Bu ayet, yaşanan sıkıntıların genellikle kişinin kendi hatalarından kaynaklandığını ve bunların üzerinde gereğinden fazla durmamak gerektiğini ima eder. Küçük sorunları büyütmek yerine, onların üstesinden gelmek için çaba göstermek ve affedici olmak, ruhsal dinginliği sağlar.

3.    Gerçekleşme Olasılığını Düşünmek: Üzüntülerimizi yenmenin bir yolu da gerçekleşme durumlarını göz önüne almak ve üzerine düşünmektir. Bir şeyin gerçekleşme olasılığı nedir? Bunu düşünür ve buna göre hareket edersek, bize yansıyacak durumları tahmin edebiliriz. Beynimiz üzüntüyü yenmede daha kuvvetli bir fikir geliştirecektir.
Tegabun Suresi, 11. Ayet:
"Allah’ın izni olmadan hiçbir musibet başa gelmez. Kim Allah’a iman ederse, Allah onun kalbine doğru yolu gösterir. Allah her şeyi bilendir."
Bu ayet, yaşanan her şeyin Allah’ın bilgisi ve izni dahilinde olduğunu hatırlatır. Bu bilinçle hareket etmek, insanın olaylar karşısında daha dingin olmasına ve üzüntüden uzaklaşmasına yardımcı olabilir.

4.    Kabullenmek: Bazen kabullenmek savaşmak için insana bir dinamizm katar, bir şeyin başka türlü olmayacağını ve mutlaka olacağını düşündüğümüz zaman savunma sistemlerimizi harekete geçirip vücudumuzu korumaya alırız. O yüzden kesin olacak şeyleri kesin bir şekilde kabullenip savunma sistemini harekete geçirmeliyiz ki, üzüntü bizi yenmeden biz onu yenelim.
Hadid Suresi, 22-23. Ayetler:
"Yeryüzünde ve kendi nefislerinizde meydana gelen herhangi bir musibet yoktur ki, biz onu yaratmadan önce bir kitapta yazılmış olmasın. Şüphesiz bu, Allah’a göre kolaydır. Elinizden çıkana üzülmeyesiniz ve Allah’ın size verdiğiyle şımarmayasınız diye. Allah, böbürlenen ve övünen hiç kimseyi sevmez."
yine Tevbe Suresi, 51. Ayet:
"De ki: 'Allah’ın bizim için yazdığından başkası bize isabet etmez. O, bizim Mevlamızdır. Müminler yalnızca Allah’a tevekkül etsinler.'"
,Bu ayetler, kabullenmenin ve Allah’a tevekkül etmenin, insanı üzüntüden koruyan ve güçlendiren bir yol olduğunu öğretir. Kabullenmek, aynı zamanda zorluklarla daha iyi başa çıkabilmek için gerekli olan içsel gücü ve  ruhsal dayanıklılığı artırır. Huzuru sağlar.

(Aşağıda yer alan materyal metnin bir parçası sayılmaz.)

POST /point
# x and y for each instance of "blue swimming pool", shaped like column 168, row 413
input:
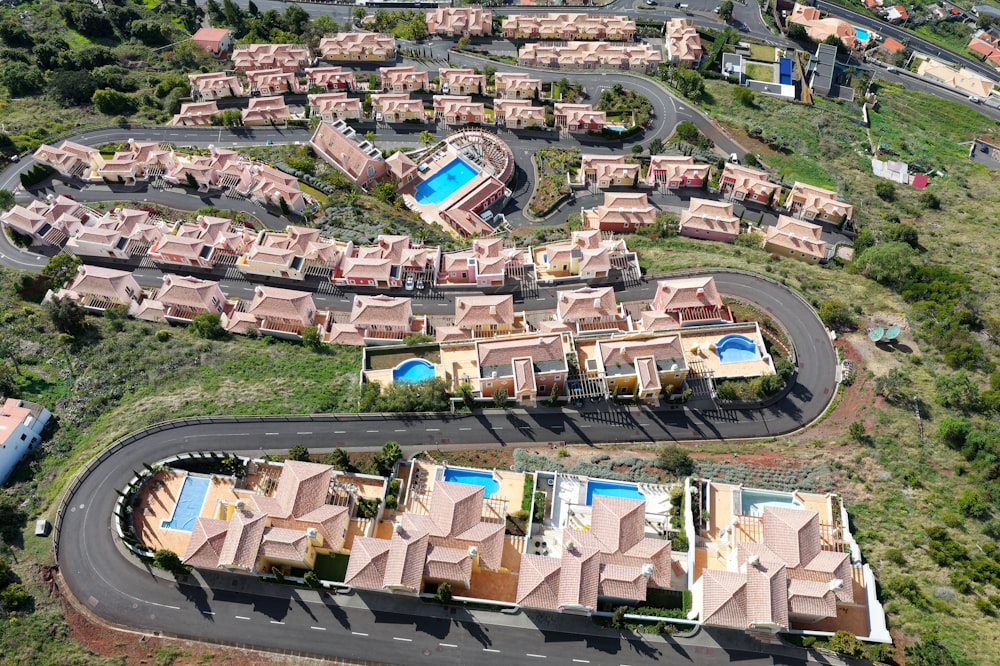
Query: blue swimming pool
column 734, row 348
column 413, row 370
column 189, row 503
column 754, row 501
column 445, row 182
column 473, row 478
column 610, row 489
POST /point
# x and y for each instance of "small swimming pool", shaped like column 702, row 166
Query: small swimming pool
column 413, row 370
column 445, row 182
column 734, row 348
column 610, row 489
column 189, row 503
column 754, row 501
column 473, row 478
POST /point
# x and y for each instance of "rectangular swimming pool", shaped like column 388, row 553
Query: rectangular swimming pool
column 189, row 503
column 754, row 501
column 473, row 478
column 445, row 182
column 611, row 489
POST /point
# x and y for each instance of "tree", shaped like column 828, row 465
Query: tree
column 21, row 79
column 835, row 315
column 726, row 10
column 338, row 459
column 311, row 338
column 894, row 385
column 888, row 263
column 797, row 32
column 930, row 201
column 208, row 325
column 299, row 453
column 168, row 560
column 111, row 102
column 885, row 190
column 468, row 399
column 500, row 398
column 745, row 97
column 903, row 233
column 62, row 268
column 443, row 594
column 674, row 459
column 957, row 390
column 67, row 317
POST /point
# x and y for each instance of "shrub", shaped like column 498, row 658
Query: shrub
column 847, row 643
column 676, row 460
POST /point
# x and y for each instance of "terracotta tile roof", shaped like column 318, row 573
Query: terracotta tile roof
column 579, row 576
column 538, row 582
column 672, row 295
column 285, row 544
column 283, row 304
column 330, row 520
column 484, row 310
column 367, row 565
column 793, row 534
column 622, row 582
column 724, row 598
column 407, row 555
column 586, row 303
column 811, row 598
column 453, row 564
column 381, row 310
column 246, row 529
column 502, row 352
column 302, row 487
column 191, row 292
column 451, row 333
column 205, row 546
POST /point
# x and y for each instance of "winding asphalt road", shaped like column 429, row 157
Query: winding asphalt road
column 235, row 609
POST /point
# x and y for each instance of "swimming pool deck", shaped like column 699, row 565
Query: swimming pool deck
column 156, row 504
column 709, row 360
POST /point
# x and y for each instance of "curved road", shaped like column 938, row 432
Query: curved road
column 236, row 609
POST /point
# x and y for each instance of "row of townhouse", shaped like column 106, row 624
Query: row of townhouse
column 567, row 27
column 259, row 111
column 590, row 55
column 491, row 347
column 220, row 169
column 788, row 565
column 209, row 86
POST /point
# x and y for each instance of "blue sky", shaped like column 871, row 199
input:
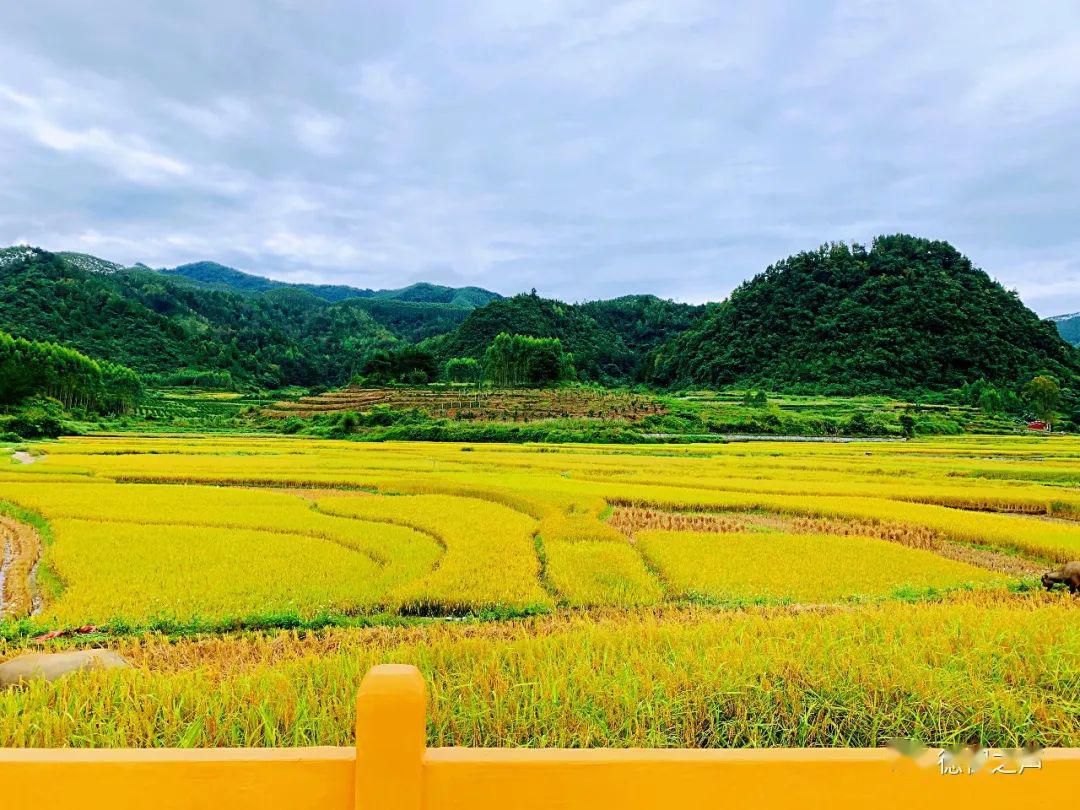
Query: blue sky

5.    Değer Vermemek: İnsanoğlu, fazla değer verdiği zaman fazla etkilenir. Bir şey ne kadar önem vermeye değiyorsa, o kadar önem vermek gerekir. Fazla önem verdiğiniz dünya işleri sizi üzüntüye sevk edebilir; o yüzden gerektiği kadar değer vermek, yanlış üzüntülere kapılmayı engeller ve bizi rahatlatır.
Hadid Suresi, 20. Ayet:
"Biliniz ki, dünya hayatı ancak bir oyun, eğlence, süs, aranızda övünme ve mal ve evlat çoğaltma yarışından ibarettir. Bu, bir yağmurun durumu gibidir: Bitirdiği bitki ekicilerin hoşuna gider; sonra kurur, bir de bakarsın sapsarı kesilmiş, sonra da çer çöp olmuştur. Ahirette ise çetin bir azap, Allah’ın mağfireti ve rızası vardır. Dünya hayatı, aldatıcı bir metadan başka bir şey değildir."
Bu ayet, insanlara dünya işlerine gereğinden fazla değer vermemeyi ve bu şekilde üzüntü ve sıkıntılardan kaçınmayı öğütler. Dünyanın geçici olduğunu bilmek, insanı daha dengeli bir yaşam sürmeye ve ruhsal huzura kavuşmaya yönlendirebilir.